Korku filmlerinin başrolü: Örümcekler
Örümceklerden korkuyor olabilirsiniz ancak bir doz bilim korkuya her zaman iyi gelir! Gelin bu sekiz bacaklıları hızlıca tanıyalım ve onlar hakkında yanlış bilinenleri biraz düzeltelim.
Kaan MikaÖrümcekler böcek değillerdir. Bazılarınız şoke olmuş olabilir ancak bu bilimsel bir gerçek. Böceklerin altı bacağı varken örümceklerin sekiz bacağı vardır. Ayrıca böcekler kanatlıdır, örümceklerin ise kanadı yoktur. Diğer bir farkları ise böceklerin bedeninin üç kısımdan örümceklerin ise iki kısımdan oluşması yani örümceklerin kafa ve göğüs kısımları kaynaşmış vaziyette.
Örümcek bilimine “araknoloji”, örümcekleri çalışan bilim insanlarına “araknolog” ve örümceklerden korkmaya ise “araknofobi” adı verilir.
HEPSİ AĞ KURMUYOR
Böcek olmadıkları konusunda anlaştıysak biraz şu ağ konusuna değinelim. Sanılanın aksine tüm örümcekler ağ kurup kısmetlerini ağın başında beklemezler. Benim bu yazıyı yazdığım gün itibarıyla bilinen 52 bin 311 çeşit örümcek türü var. Bilinen diyorum çünkü her gün listeye yeni isimler ekleniyor. Tahmin edeceğiniz üzere bazıları ağ kurmadan avlarının peşinde koşuyor ancak hepsinin ağ kurmak için kullandığı ipek bezleri mevcut. Üretilen ipek, ağ memesi olarak bilinen organdan çıkıyor ve ayakların yardımıyla biçim kazanıyor.
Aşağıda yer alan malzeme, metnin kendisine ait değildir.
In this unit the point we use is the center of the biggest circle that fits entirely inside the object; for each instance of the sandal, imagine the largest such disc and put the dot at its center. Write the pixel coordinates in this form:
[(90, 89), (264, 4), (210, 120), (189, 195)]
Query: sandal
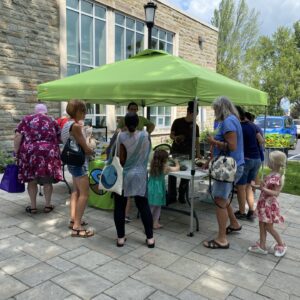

Avlarını yakalamak için bin bir çeşit farklı yöntem geliştirmişler. Bunlardan biri kamuflaj, hem de bukalemunlar gibi renk değiştirerek. En çok yengeç örümceklerde gözlemlenen bu davranış ile örümcekler çiçeklerin rengine bürünüp çiçeklere uğrayan davetsiz misafirleri sessizce beklerler. Hatta bazıları oyunu bir üst seviyeye taşıyarak kuş pisliğine benzer bir forma dönüşebilirler. Böylece yumurta bırakmak için gelen sinekleri kolaylıkla tuzağa düşürürler.
ONUN ADI ‘KOVBOY’
Diğer bir üstat ise “Bolas örümceği” olarak bilinen kovboy örümcekleridir. Neden mi kovboy? Bu örümcekler, ucu son derece yapışkan bir küre örerek ağlarının ucuna bağlarlar. Bir yandan çıkardıkları kokularla bazı güve türlerini kendilerine çekerler. Çiftleşmek umuduyla gelen güveler yapışkan bir kürenin üzerlerine kement gibi atılmasıyla tuzağa yakalanırlar.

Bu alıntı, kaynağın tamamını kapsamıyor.